We typically think of learning and testing taking place within the context of a course. However, the Internet has accelerated our ability to learn at any time and from multiple sources—what is called self-directed learning. A personalized learning pathway might guide learners independent of a course, school or curriculum. An example is ACTNext’s Educational Companion App. Users access the app on a phone. The structure is based on ACT’s Holistic Framework that includes core academic skills (e.g., mathematics), cross-cutting capabilities (e.g., problem solving), behavioral skills (e.g., open mindedness) as well as education and career navigation skills. The app is powered by a Recommender and Diagnostic (RAD) engine that is delivered via an API. It identifies the strengths and weaknesses of each student, provides feedback on current capabilities and guides the user to open educational resources that can augment their development. The application integrates a number of factors that determine success, both academic and social-emotional ones, enabling users to manage their development from school, to college, to career.

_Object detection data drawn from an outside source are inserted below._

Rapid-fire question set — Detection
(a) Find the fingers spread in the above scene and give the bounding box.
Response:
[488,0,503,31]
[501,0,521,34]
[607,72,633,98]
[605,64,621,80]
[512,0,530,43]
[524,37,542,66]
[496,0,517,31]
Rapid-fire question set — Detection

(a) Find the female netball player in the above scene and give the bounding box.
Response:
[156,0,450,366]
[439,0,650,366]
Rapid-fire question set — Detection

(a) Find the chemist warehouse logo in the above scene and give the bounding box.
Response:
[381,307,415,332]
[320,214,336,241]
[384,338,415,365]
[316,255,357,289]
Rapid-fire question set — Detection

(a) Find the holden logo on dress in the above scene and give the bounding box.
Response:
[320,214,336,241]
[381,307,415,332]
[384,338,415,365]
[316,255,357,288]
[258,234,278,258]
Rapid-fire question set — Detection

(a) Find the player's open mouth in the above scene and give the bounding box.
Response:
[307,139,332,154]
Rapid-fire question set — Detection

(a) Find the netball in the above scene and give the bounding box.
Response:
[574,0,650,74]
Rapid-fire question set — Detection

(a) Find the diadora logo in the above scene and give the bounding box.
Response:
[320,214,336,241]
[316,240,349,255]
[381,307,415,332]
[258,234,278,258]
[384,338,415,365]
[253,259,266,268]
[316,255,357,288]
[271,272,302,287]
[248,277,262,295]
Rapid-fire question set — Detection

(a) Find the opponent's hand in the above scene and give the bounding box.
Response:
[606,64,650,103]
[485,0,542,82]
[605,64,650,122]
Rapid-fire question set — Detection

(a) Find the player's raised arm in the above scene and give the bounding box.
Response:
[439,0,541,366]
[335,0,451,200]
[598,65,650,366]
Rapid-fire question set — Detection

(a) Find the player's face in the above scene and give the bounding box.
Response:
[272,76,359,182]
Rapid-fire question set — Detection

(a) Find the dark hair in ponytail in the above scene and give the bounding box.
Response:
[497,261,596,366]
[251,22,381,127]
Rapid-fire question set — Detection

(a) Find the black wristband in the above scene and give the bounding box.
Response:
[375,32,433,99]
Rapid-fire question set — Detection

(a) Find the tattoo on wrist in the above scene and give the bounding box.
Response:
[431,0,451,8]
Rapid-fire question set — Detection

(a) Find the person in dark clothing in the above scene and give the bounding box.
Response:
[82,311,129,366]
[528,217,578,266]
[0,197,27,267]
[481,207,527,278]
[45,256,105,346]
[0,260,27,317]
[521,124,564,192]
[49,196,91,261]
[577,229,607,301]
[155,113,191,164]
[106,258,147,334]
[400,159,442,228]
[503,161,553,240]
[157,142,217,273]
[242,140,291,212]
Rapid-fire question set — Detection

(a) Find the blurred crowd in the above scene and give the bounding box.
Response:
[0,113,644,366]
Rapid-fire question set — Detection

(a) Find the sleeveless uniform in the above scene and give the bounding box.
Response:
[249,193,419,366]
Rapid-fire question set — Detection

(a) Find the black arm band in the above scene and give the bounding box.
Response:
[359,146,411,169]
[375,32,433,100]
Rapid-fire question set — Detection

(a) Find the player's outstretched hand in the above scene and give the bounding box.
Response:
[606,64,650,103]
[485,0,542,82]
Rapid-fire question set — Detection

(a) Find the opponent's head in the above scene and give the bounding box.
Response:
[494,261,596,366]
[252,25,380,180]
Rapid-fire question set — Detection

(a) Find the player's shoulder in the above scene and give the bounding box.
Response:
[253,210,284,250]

These unique pathways to success may become even more important as individuals progress through their careers. Our professions are constantly being reshaped by new technologies and emerging processes, so we must continually learn new skills or upgrade existing ones. The personalized feedback provided by the Educational Companion App is built on an analysis of an individual’s skills, behavior, and means of knowledge acquisition. It can provide a guide for the long-term, helping us adapt to new roles or transitioning from one career path to another.
As mentioned above, data plays a crucial role in any digital transformation, including that of assessment. In the era of big data, the expectation is not only that we have access to large volumes of data, but also that the data are matched and can be aligned and analyzed on different dimensions in real-time. Unfortunately, that expectation does not align with today’s reality. To realize the benefits of digital transformation, educators will need to agree on data standards and adapt today’s systems to data cubes and data lakes. The work will not fall to data scientists, alone. In a world of big-data and algorithms, educators too will need to become data-literate or data savvy, knowing how to effectively use and critically evaluate data and its sources.
Assessment can and should be part of every higher-education institution’s digital transformation.
New tools and techniques are being developed that can truly transform teaching and learning, thereby having a significant impact on individuals and society. Our belief is that the process of testing and assessment can be positive experiences that support and guide learners throughout life.